The black hole in question has a mass over 2 million times larger than that of the Sun. And exists at the center of a galaxy referred to by researchers as NGC 1365. The black hole is spinning at nearly the max speed as Einstein’s theory of gravity predicts is possible.
The discovery should help to resolve the ongoing debate that there has been about similar measurements taken of other black holes potentially increasing the scientific understanding of black hole and galaxy formation.
“This is hugely important to the field of black hole science,” stated Lou Kaluzienski, a researcher working at the NuSTAR program at NASA’s Headquarters in Washington.
The direct observations of the black hole’s spin rate also allow thorough testing of Einstein’s theory of general relativity to be done. According to the theory, gravity is able to warp space-time, which is the ‘fabric’ that the universe is made out of, and also the energy that travels through it, such as light.
“We can trace matter as it swirls into a black hole using X-rays emitted from regions very close to the black hole,” said the co-author of the new study, NuSTAR principal investigator Fiona Harrison of the California Institute of Technology in Pasadena. “The radiation we see is warped and distorted by the motions of particles and the black hole’s incredibly strong gravity.”
“NuSTAR, an Explorer-class mission launched in June 2012, is designed to detect the highest-energy X-ray light in great detail. It complements telescopes that observe lower-energy X-ray light, such as XMM-Newton and NASA’s Chandra X-ray Observatory. Scientists use these and other telescopes to estimate the rates at which black holes spin.”

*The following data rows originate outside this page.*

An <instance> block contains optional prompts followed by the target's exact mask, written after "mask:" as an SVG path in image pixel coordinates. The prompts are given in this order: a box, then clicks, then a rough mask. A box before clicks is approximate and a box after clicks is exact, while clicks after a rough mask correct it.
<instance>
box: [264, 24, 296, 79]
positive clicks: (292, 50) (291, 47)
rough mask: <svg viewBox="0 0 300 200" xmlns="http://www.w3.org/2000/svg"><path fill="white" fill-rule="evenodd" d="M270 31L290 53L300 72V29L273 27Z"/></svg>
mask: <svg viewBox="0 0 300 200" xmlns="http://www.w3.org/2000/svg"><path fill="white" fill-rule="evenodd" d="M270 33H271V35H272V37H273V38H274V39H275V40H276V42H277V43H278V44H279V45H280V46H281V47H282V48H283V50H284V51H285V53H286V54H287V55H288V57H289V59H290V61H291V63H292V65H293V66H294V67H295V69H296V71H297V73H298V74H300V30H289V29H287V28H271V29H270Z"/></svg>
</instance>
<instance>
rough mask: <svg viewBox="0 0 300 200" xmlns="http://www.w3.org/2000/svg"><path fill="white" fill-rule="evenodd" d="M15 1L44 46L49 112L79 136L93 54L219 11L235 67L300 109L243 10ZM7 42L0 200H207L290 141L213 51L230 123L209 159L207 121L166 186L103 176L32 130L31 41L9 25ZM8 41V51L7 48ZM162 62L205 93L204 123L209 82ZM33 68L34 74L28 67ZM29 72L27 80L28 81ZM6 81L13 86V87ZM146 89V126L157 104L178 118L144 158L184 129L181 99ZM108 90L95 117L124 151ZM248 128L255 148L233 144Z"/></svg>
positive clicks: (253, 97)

Previously, there was some uncertainty about these measurements because “clouds of gas could have been obscuring the black holes and confusing the results. With help from XMM-Newton, NuSTAR was able to see a broader range of X-ray energies and penetrate deeper into the region around the black hole. The new data demonstrate that X-rays are not being warped by the clouds, but by the tremendous gravity of the black hole. This proves that spin rates of supermassive black holes can be determined conclusively.”
“If I could have added one instrument to XMM-Newton, it would have been a telescope like NuSTAR,” said Norbert Schartel, XMM-Newton Project Scientist at the European Space Astronomy Center in Madrid. “The high-energy X-rays provided an essential missing puzzle piece for solving this problem.”
Being able to determine the exact spin of supermassive black holes is extremely important in the field, as it allows fundamentals about the history of the universe to be clarified.
“These monsters, with masses from millions to billions of times that of the sun, are formed as small seeds in the early universe and grow by swallowing stars and gas in their host galaxies, merging with other giant black holes when galaxies collide, or both,” according to the study’s lead author, Guido Risaliti of the Harvard-Smithsonian Center for Astrophysics in Cambridge, Mass., and the Italian National Institute for Astrophysics.
“Supermassive black holes are surrounded by pancake-like accretion disks, formed as their gravity pulls matter inward. Einstein’s theory predicts the faster a black hole spins, the closer the accretion disk lies to the black hole. The closer the accretion disk is, the more gravity from the black hole will warp X-ray light streaming off the disk.”
“Astronomers look for these warping effects by analyzing X-ray light emitted by iron circulating in the accretion disk. In the new study, they used both XMM-Newton and NuSTAR to simultaneously observe the black hole in NGC 1365. While XMM-Newton revealed that light from the iron was being warped, NuSTAR proved that this distortion was coming from the gravity of the black hole and not gas clouds in the vicinity. NuSTAR’s higher-energy X-ray data showed that the iron was so close to the black hole that its gravity must be causing the warping effects.”
“With the possibility of obscuring clouds ruled out, scientists can now use the distortions in the iron signature to measure the black hole’s spin rate. The findings apply to several other black holes as well, removing the uncertainty in the previously measured spin rates.”
The research was just published in the journal Nature.